Article

Life or death: Neuroprotective and anticancer effects of quercetin.

UNESCO CHAIR "Neuroactive natural products", Department of Neurochemistry, Instituto de Investigaciones Biológicas Clemente Estable, Montevideo, Uruguay.
Journal of ethnopharmacology (Impact Factor: 2.32). 07/2012; 143(2):383-96. DOI: 10.1016/j.jep.2012.07.005
Source: PubMed

ABSTRACT Quercetin is a ubiquitous flavonoid that is present in numerous plants that are utilized in many different cultures for their nervous system and anticancer effects. To better understand the neuroprotective and antiproliferative activities of quercetin, we present a comprehensive review of the divergent actions that contribute to the ethnopharmacological profile of these plants.
The pharmacological activities of quercetin that modulate antioxidation/oxidation/kinase-signaling pathways might be differentially elicited in neurons compared with malignant cells, ultimately promoting cell survival or death in a cell type- and metabolism-specific manner. Whereas the broad antioxidation and anti-inflammatory activities of quercetin are important for neuronal survival, the oxidative, kinase- and cell cycle-inhibitory, apoptosis-inducing effects of quercetin are essential for its anticancer effects. The diverse mechanistic interactions and activities of quercetin that modulate the phosphorylation state of molecules as well as gene expression would alter the interconnected and concerted intracellular signaling equilibrium, either inhibiting or strengthening survival signals.
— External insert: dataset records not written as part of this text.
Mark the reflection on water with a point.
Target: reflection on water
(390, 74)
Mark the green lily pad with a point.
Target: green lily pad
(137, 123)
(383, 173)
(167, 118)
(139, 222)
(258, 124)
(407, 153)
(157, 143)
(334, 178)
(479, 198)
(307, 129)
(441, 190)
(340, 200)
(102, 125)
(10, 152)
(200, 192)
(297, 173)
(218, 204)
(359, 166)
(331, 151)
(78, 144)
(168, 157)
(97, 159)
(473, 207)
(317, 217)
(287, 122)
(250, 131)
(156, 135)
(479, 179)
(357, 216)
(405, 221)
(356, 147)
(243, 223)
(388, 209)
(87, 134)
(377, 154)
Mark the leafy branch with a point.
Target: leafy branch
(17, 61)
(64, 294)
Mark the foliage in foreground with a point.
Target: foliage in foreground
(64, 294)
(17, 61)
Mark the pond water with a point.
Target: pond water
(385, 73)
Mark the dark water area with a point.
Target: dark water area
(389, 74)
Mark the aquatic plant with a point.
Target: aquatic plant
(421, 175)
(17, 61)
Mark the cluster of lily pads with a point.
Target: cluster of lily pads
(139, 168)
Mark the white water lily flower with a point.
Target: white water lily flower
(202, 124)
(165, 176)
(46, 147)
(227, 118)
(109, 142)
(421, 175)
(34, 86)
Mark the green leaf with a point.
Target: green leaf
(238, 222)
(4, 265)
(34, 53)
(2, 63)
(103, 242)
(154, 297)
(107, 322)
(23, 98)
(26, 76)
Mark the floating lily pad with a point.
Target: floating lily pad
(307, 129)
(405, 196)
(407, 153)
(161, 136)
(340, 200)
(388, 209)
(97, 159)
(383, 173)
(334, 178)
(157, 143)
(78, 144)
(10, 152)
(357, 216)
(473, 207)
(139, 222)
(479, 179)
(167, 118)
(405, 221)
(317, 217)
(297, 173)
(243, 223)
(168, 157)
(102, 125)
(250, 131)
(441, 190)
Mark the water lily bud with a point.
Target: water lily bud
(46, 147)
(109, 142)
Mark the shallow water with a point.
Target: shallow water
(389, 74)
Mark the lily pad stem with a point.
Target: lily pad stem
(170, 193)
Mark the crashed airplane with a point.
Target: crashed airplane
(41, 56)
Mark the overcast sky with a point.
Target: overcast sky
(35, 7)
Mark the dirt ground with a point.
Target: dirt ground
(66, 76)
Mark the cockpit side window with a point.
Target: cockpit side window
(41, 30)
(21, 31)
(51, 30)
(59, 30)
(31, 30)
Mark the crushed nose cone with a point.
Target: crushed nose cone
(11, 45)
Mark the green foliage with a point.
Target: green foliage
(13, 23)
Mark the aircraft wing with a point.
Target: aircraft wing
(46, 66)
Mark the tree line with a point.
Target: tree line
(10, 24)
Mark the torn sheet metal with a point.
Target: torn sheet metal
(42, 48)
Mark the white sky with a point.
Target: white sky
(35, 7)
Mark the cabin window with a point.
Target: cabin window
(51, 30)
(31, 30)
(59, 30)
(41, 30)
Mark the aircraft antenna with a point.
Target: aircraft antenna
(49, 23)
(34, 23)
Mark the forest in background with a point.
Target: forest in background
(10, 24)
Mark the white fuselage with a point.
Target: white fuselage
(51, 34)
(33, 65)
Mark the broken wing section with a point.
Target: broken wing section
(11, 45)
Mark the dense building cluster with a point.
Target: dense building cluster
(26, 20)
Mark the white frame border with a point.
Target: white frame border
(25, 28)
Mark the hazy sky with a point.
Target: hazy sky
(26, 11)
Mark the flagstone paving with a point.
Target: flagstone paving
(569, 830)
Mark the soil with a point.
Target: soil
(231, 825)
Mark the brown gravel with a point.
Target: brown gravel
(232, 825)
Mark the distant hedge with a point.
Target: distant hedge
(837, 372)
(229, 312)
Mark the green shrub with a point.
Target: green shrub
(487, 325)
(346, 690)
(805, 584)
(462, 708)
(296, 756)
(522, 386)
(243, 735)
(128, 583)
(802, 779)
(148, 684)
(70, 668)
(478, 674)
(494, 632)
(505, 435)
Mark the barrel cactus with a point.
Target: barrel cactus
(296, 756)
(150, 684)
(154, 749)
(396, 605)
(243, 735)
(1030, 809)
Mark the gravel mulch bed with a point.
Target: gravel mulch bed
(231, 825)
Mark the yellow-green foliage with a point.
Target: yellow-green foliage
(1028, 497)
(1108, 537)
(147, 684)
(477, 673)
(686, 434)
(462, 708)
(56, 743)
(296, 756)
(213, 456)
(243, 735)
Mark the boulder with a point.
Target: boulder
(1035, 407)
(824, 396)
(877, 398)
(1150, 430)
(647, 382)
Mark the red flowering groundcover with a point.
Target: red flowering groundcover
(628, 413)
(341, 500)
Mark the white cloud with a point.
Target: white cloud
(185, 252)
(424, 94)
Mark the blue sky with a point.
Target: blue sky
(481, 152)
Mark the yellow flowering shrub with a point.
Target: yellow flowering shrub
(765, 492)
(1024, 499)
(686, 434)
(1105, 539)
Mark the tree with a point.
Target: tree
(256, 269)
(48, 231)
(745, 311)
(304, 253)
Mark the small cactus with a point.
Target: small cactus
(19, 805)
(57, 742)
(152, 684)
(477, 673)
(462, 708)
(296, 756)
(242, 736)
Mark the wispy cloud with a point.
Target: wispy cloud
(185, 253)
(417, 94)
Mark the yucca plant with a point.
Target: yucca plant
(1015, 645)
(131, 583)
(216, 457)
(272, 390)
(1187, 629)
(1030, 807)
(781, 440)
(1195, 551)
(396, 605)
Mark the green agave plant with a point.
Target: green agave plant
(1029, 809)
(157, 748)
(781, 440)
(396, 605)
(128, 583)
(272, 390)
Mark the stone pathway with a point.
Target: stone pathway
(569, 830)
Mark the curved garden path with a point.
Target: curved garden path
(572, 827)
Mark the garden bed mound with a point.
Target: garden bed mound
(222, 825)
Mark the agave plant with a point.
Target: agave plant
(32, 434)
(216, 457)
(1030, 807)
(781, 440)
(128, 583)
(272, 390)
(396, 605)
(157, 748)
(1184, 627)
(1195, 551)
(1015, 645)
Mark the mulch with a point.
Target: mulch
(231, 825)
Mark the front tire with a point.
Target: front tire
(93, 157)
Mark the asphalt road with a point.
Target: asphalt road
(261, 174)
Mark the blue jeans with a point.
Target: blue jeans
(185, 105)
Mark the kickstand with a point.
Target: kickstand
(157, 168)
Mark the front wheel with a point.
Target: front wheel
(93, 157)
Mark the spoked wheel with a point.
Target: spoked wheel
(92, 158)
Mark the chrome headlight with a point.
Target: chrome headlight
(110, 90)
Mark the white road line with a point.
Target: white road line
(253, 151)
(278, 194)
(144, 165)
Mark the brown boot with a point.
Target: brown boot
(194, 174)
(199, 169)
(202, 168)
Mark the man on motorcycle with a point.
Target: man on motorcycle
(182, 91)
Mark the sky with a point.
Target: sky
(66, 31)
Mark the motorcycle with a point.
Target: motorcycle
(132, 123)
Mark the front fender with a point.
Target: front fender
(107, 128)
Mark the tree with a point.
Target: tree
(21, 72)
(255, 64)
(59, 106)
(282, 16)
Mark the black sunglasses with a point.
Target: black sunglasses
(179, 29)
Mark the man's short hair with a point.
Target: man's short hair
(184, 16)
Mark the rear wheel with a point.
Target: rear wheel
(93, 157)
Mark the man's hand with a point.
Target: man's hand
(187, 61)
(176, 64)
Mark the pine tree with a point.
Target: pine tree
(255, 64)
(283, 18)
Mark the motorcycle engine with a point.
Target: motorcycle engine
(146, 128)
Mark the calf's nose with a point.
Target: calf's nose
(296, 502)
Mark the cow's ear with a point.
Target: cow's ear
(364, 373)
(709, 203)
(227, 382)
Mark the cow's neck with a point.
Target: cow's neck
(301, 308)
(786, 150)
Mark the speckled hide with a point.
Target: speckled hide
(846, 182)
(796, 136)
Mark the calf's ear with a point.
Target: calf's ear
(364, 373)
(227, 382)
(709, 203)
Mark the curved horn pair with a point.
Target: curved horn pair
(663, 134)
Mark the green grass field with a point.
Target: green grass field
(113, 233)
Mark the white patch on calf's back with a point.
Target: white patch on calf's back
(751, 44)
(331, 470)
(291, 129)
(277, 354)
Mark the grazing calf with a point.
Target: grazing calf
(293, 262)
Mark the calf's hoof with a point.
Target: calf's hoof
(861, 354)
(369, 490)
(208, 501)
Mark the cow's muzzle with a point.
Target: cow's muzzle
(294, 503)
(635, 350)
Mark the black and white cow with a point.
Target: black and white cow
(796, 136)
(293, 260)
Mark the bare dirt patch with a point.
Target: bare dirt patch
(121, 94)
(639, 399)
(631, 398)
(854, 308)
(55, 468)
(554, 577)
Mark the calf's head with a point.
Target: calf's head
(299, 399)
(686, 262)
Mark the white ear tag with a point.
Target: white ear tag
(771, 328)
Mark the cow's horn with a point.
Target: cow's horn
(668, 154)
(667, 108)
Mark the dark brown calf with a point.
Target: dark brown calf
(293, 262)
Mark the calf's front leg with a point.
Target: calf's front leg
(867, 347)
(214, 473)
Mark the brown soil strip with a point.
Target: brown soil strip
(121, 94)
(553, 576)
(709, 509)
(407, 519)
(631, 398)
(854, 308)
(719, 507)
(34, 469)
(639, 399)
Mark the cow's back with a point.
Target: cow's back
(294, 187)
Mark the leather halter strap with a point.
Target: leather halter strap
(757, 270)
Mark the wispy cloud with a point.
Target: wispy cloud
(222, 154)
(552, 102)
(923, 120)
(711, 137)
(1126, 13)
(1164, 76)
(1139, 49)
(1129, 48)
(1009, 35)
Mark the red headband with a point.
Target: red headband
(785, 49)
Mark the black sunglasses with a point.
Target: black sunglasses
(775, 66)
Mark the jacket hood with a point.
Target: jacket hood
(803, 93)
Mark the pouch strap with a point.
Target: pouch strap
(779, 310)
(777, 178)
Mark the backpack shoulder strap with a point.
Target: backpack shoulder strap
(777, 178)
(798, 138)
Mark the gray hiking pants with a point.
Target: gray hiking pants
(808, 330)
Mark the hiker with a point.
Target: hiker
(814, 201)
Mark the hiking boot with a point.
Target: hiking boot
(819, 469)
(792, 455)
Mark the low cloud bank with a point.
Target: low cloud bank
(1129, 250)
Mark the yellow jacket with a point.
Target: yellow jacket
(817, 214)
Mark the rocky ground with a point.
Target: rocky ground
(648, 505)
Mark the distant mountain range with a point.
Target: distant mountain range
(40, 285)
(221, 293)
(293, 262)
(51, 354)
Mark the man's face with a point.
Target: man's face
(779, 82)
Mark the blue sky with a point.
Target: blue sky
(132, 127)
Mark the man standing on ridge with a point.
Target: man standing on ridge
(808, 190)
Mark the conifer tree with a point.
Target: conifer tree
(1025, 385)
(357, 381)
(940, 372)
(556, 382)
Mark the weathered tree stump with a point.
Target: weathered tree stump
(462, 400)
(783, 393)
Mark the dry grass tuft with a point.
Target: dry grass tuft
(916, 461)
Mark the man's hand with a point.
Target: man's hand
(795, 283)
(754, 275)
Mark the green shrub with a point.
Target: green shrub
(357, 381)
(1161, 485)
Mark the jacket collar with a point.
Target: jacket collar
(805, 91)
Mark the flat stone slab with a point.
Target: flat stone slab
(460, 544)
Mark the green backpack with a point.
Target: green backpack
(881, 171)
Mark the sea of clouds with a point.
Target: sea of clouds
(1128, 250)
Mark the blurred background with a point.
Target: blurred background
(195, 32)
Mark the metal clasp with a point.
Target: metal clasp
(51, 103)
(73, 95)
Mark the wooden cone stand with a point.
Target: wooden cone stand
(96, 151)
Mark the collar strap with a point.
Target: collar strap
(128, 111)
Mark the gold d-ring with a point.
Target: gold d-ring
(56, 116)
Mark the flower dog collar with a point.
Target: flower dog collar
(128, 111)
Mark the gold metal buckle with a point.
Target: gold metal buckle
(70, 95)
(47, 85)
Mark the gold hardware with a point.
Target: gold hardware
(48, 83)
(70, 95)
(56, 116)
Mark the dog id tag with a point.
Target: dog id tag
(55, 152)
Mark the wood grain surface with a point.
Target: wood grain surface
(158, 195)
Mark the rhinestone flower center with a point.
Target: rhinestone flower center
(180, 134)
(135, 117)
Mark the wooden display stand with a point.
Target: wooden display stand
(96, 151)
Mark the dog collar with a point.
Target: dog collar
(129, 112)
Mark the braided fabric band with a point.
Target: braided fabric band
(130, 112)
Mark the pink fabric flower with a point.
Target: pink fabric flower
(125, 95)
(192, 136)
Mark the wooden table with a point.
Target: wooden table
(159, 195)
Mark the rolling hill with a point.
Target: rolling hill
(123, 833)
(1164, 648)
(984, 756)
These mechanisms, which have been mainly observed in in vitro studies, cannot be easily translated into an explanation of the divergent simultaneous neuroprotective and anticancer effects observed in vivo. This is in part due to low bioavailability in plasma and in the brain, as well as the nature of the actual active molecules.
Numerous studies have demonstrated the beneficial effects of chronic quercetin intake, which is ethnopharmacologically meaningful, as many plants that are chronically ingested by people contain quercetin. Although quercetin and quercetin-containing plants exhibit potential as therapeutic modalities in neuropathology and in cancer, the data collectively highlight the need to elucidate issues such as bioavailability as well as its correlation with effectiveness at biomarkers in vivo. There would be an increased potentential of these plants for chemoprevention and neuropathology prevention.